It started with some junk mail. I threw it out: I gave no consideration to the fact that it was addressed to a Miss Phyllis Henshaw. I put it down to some glitch in the address-sharing industry. But then the telephone calls started. The first one was from a business I’d always been rather unhealthily intrigued by: the photographic makeover studio. ‘Could I speak to Miss Phyllis Henshaw, please?’ the voice said. ‘I think you’ve made a mistake,’ I said. ‘This is Philip Hensher. There isn’t a Phyllis Henshaw.’ ‘Ah,’ she said, before starting on her scripted spiel. ‘I don’t think you understand,’ I said, in the manner of the Cardinal Archbishop of Lima refusing to dance with George Brown. ‘In the first place, I’m not a woman. In the second place, I am not in need of a makeover, or, being ginger, possibly beyond one. And in the third place I rather object to being phoned up like this.’ ‘But you asked us to,’ the woman said. ‘You filled out a form.’
It appeared that she was right. I started looking at the letters to Phyllis. She had ordered a new hearing aid, a regular supply of incontinence pads and, very generously, had offered to give a home to a retired racehorse. ‘I am afraid I live in a flat in Battersea,’ I said when this last lot phoned. ‘I’m not sure it could manage the stairs, to be honest.’

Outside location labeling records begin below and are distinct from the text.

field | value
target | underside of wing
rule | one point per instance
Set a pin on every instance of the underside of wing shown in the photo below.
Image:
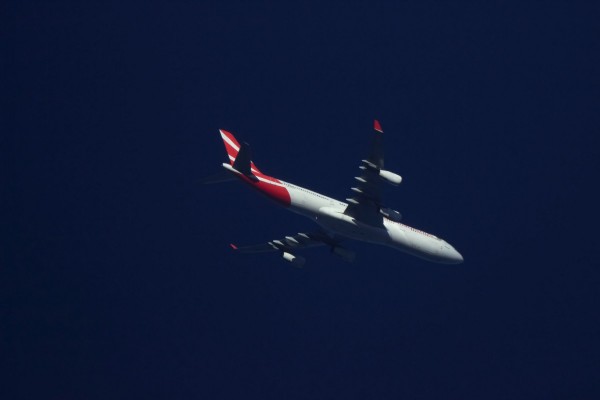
(289, 245)
(365, 203)
(366, 194)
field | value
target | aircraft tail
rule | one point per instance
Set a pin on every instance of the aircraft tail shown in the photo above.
(239, 154)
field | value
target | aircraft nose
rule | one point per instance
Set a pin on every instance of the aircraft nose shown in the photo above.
(456, 257)
(451, 255)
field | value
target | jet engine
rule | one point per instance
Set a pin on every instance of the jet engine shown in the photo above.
(296, 261)
(345, 254)
(391, 214)
(390, 177)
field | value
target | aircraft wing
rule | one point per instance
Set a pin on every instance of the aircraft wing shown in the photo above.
(365, 202)
(289, 243)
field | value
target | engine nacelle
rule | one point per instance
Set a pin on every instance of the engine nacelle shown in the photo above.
(391, 214)
(345, 254)
(296, 261)
(390, 177)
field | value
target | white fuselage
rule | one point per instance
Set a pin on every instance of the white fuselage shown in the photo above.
(329, 214)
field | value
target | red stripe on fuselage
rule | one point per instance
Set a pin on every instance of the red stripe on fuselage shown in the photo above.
(275, 192)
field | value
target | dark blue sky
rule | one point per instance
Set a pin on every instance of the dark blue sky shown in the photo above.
(117, 280)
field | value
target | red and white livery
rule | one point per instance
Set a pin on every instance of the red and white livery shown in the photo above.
(362, 217)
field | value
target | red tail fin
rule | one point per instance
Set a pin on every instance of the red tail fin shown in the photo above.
(232, 146)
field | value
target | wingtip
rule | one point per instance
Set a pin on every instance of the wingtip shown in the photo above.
(377, 126)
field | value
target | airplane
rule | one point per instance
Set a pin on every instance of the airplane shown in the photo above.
(362, 217)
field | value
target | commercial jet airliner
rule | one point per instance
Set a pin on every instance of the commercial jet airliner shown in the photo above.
(363, 217)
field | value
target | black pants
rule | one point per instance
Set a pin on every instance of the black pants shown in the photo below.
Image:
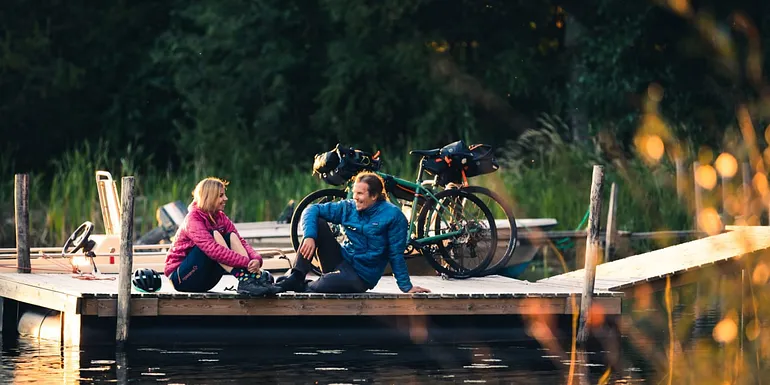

Phyllis liked tat too: soon I was being sent china figurines of Peter Rabbit, the sort of thing advertised in the back pages of colour supplements. Someone, clearly, was deliberately persecuting me with rabbits in knickerbockers. The bizarre aspect of this malicious revenge was that it was one of my own invention. In an old short story of mine, a woman revenges herself on an ex-lover in exactly this way.